Literatura en México

compartir en facebook  compartir en twitter

Cinco Décadas de Cuento Mexicano. Antología. Perea, Pitman, Taylor, Tedeschi, Valenzuela

Grafitti (Francés)

Rosa Beltrán



On peut être une femme d’un certain âge, porter des lunettes et, s’il faut tenir compte de l’opinion de son mari, être un peu sotte mais à la fois, bien sûr, très entreprenante. Aller à l’Université, par exemple, et essayer de se lancer dans des études de sciences humaines, disons de Lettres Classiques, même si cela suppose de dépoussiérer des méninges qui ne se creusent plus trop, comme on dit, et de s’armer de courage pour lever la main en classe, comme une bonne élève, et donner son avis – quel qu’il soit – avec une certaine solennité. 

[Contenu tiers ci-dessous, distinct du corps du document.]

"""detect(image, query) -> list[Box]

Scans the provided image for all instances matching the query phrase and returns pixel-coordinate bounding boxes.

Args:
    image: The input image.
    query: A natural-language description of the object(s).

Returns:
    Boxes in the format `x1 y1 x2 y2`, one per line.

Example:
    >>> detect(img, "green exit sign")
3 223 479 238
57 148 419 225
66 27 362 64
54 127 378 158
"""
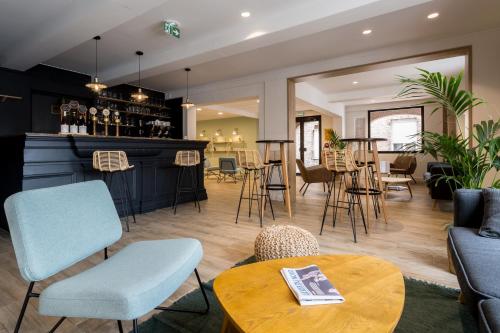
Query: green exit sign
163 21 181 38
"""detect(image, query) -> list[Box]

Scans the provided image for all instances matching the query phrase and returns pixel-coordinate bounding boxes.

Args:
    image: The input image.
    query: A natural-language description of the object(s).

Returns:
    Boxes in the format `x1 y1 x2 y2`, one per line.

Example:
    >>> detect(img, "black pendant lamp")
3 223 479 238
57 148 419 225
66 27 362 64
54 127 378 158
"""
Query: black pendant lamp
85 36 108 93
130 51 148 102
181 68 194 109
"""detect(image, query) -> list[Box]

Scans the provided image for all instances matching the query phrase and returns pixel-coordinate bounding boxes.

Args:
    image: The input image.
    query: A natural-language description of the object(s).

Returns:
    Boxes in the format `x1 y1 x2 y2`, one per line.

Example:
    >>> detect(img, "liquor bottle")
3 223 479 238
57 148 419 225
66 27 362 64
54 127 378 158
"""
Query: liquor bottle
69 112 78 134
60 111 69 134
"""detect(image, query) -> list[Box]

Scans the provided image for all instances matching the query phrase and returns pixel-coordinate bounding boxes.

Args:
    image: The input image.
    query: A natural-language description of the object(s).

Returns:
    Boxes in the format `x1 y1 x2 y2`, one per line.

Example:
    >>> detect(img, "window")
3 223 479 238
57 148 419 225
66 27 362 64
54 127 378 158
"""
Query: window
368 106 424 152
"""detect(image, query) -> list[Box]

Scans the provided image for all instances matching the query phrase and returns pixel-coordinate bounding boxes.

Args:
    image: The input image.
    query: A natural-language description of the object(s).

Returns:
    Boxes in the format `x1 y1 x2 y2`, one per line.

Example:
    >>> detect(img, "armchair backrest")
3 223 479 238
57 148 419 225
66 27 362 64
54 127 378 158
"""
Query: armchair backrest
453 189 484 228
4 180 122 282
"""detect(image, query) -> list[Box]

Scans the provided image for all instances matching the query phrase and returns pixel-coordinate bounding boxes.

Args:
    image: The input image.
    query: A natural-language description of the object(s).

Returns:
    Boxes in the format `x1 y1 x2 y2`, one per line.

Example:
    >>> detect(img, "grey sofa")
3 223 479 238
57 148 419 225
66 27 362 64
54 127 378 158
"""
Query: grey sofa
448 189 500 333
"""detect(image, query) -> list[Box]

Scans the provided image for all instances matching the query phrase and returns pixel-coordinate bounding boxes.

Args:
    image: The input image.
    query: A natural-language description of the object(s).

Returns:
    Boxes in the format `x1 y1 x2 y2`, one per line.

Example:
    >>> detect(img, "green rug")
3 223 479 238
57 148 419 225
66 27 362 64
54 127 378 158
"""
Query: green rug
139 258 478 333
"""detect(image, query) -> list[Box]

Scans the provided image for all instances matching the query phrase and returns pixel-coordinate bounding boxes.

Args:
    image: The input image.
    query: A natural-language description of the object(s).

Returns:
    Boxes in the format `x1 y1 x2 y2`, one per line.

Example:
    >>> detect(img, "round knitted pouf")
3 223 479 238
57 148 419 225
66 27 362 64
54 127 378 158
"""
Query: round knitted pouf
255 225 319 261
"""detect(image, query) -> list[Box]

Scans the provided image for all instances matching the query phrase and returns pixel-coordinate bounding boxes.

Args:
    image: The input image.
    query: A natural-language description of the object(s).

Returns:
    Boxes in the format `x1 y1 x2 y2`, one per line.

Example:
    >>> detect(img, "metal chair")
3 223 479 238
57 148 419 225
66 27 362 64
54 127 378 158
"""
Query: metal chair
235 150 274 227
92 150 136 231
319 149 368 243
172 150 201 215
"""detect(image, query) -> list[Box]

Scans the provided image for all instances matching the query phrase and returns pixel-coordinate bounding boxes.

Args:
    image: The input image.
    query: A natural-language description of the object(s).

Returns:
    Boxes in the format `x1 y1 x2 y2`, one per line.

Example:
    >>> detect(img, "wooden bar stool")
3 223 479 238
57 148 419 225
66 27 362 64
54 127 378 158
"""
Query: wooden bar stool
235 149 274 227
319 149 368 243
172 150 201 215
92 150 136 231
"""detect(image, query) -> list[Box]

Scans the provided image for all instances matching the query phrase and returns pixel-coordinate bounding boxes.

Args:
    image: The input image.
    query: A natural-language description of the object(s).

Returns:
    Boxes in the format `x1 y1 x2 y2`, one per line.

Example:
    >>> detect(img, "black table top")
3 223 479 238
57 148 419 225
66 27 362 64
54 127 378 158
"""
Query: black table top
255 140 293 143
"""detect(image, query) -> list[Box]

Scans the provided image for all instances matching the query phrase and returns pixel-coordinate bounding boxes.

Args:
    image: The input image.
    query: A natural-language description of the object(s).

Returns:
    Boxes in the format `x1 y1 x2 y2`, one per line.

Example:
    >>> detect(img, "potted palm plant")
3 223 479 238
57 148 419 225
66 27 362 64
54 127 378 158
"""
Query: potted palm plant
398 69 500 189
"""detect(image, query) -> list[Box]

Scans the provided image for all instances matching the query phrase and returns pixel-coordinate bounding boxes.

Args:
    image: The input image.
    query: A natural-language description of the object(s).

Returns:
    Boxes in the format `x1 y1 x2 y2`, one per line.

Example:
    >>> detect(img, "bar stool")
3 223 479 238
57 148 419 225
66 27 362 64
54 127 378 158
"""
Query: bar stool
235 150 274 227
172 150 201 215
92 150 136 231
319 150 368 243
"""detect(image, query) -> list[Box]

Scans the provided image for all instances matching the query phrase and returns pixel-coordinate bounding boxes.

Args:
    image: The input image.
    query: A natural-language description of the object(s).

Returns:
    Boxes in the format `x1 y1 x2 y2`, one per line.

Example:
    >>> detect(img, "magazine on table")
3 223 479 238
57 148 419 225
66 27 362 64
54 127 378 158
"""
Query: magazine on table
281 265 344 305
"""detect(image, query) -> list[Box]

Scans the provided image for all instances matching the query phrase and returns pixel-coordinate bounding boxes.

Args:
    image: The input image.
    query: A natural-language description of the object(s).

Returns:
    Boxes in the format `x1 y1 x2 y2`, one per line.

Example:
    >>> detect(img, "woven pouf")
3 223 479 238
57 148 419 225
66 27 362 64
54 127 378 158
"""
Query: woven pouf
255 225 319 261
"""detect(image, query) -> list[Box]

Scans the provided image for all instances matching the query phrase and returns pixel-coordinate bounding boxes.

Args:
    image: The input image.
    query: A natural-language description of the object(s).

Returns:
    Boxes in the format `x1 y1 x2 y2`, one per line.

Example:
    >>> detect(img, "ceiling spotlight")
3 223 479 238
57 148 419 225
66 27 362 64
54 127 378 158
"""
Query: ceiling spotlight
427 12 439 20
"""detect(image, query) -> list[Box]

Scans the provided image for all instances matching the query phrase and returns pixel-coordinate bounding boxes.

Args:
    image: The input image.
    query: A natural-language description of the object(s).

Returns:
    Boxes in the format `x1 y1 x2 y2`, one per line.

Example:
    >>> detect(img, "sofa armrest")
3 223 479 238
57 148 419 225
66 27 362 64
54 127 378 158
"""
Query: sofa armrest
453 189 484 228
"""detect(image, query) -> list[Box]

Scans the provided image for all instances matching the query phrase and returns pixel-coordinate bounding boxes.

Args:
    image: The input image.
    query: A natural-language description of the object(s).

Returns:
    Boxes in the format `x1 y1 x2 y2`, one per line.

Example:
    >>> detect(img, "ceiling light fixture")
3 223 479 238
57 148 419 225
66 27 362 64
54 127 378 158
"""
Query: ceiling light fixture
130 51 148 103
85 36 107 93
427 12 439 20
181 68 194 109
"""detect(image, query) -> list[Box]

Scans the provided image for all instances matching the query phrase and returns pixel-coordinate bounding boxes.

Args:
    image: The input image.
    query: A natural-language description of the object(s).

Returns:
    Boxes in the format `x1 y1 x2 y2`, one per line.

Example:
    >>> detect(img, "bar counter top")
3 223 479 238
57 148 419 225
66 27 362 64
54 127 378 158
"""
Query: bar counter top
0 133 207 229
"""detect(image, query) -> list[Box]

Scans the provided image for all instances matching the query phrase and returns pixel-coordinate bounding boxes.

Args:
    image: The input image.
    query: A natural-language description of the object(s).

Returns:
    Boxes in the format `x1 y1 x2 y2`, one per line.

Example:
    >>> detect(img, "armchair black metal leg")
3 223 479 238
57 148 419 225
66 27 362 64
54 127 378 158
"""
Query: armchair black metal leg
116 320 123 333
155 268 210 314
14 282 35 333
132 319 139 333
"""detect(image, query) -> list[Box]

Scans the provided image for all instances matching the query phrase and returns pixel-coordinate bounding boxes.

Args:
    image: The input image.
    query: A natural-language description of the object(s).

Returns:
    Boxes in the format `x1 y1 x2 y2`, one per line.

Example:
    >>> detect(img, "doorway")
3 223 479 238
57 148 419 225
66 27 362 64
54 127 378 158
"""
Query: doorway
295 116 322 167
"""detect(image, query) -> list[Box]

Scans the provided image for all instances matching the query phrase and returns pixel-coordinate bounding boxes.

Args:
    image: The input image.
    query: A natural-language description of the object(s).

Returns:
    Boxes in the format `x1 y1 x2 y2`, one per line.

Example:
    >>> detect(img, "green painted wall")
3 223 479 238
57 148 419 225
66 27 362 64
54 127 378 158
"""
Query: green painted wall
196 117 259 165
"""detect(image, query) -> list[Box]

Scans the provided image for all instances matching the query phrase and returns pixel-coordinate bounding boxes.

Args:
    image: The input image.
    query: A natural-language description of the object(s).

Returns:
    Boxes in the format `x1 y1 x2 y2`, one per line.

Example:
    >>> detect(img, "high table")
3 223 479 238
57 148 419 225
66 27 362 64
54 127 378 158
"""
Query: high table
214 255 405 333
342 138 387 229
255 140 293 218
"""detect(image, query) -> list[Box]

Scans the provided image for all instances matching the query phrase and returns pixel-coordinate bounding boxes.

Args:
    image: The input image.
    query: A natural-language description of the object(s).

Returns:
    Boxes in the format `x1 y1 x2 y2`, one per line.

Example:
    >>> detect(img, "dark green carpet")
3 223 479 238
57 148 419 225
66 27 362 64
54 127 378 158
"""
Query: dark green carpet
140 258 477 333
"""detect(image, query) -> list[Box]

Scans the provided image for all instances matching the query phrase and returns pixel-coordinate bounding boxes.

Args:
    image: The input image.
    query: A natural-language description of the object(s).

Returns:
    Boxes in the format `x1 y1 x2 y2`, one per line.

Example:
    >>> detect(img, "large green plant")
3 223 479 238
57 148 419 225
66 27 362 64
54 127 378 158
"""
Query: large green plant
398 69 500 189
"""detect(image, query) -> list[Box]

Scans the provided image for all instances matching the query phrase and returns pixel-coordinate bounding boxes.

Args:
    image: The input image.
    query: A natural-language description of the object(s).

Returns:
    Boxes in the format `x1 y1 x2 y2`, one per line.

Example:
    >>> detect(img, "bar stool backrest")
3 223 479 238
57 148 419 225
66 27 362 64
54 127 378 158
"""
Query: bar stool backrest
236 149 264 170
174 150 200 166
323 149 358 173
92 150 132 172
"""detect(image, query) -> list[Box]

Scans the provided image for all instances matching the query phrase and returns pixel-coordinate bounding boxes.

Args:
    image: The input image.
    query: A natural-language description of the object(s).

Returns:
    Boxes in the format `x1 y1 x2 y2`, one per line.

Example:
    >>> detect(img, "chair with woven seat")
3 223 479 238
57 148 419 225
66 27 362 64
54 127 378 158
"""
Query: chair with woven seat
92 150 136 231
319 149 368 243
172 150 201 215
390 155 417 184
296 159 330 195
4 180 209 333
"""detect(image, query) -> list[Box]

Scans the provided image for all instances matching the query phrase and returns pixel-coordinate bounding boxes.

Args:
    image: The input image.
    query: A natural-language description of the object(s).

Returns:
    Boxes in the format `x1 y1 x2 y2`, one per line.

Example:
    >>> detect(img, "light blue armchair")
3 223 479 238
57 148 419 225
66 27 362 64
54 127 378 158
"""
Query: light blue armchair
5 181 209 332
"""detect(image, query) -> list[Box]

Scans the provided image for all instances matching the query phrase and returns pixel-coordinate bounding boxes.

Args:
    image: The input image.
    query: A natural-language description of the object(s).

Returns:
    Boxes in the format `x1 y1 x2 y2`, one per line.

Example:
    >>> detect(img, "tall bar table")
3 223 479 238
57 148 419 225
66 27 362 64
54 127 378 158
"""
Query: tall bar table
342 138 387 229
255 140 293 218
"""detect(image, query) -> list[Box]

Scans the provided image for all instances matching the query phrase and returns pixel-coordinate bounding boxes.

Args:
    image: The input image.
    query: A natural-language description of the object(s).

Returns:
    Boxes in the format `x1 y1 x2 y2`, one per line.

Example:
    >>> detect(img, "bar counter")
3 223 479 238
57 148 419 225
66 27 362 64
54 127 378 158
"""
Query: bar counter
0 133 207 229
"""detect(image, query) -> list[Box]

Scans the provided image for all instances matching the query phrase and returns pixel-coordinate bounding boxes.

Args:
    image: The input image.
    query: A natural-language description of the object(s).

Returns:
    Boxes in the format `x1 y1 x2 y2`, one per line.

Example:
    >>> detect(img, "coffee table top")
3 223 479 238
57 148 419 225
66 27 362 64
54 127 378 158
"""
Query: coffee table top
214 255 405 333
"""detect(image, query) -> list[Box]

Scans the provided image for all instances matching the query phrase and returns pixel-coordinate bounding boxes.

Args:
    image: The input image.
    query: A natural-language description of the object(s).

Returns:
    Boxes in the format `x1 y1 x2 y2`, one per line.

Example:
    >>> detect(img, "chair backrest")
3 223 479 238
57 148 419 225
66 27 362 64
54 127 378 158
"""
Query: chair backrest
4 180 122 282
174 150 200 166
92 150 130 172
236 149 264 169
219 157 238 173
323 149 358 172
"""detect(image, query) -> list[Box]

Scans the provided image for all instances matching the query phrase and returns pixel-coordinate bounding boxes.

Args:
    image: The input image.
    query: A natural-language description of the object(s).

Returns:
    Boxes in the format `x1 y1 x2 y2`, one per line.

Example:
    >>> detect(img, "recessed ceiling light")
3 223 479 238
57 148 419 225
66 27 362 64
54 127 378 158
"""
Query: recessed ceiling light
245 31 266 39
427 12 439 20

On peut ne pas s’asseoir du côté droit, où s’assoit la fine fleur, comme ils aiment à se qualifier eux-mêmes, mais se placer plutôt de cet autre côté, celui où s’assied le peuple, comme on nous dit, le popolo, et se garder par conséquent d’énoncer des vérités sans en faire non plus une question fondamentale, parce qu’après tout on peine parfois à comprendre les lectures de Tacite, d’Ovide et surtout les questions du maître Pelegri.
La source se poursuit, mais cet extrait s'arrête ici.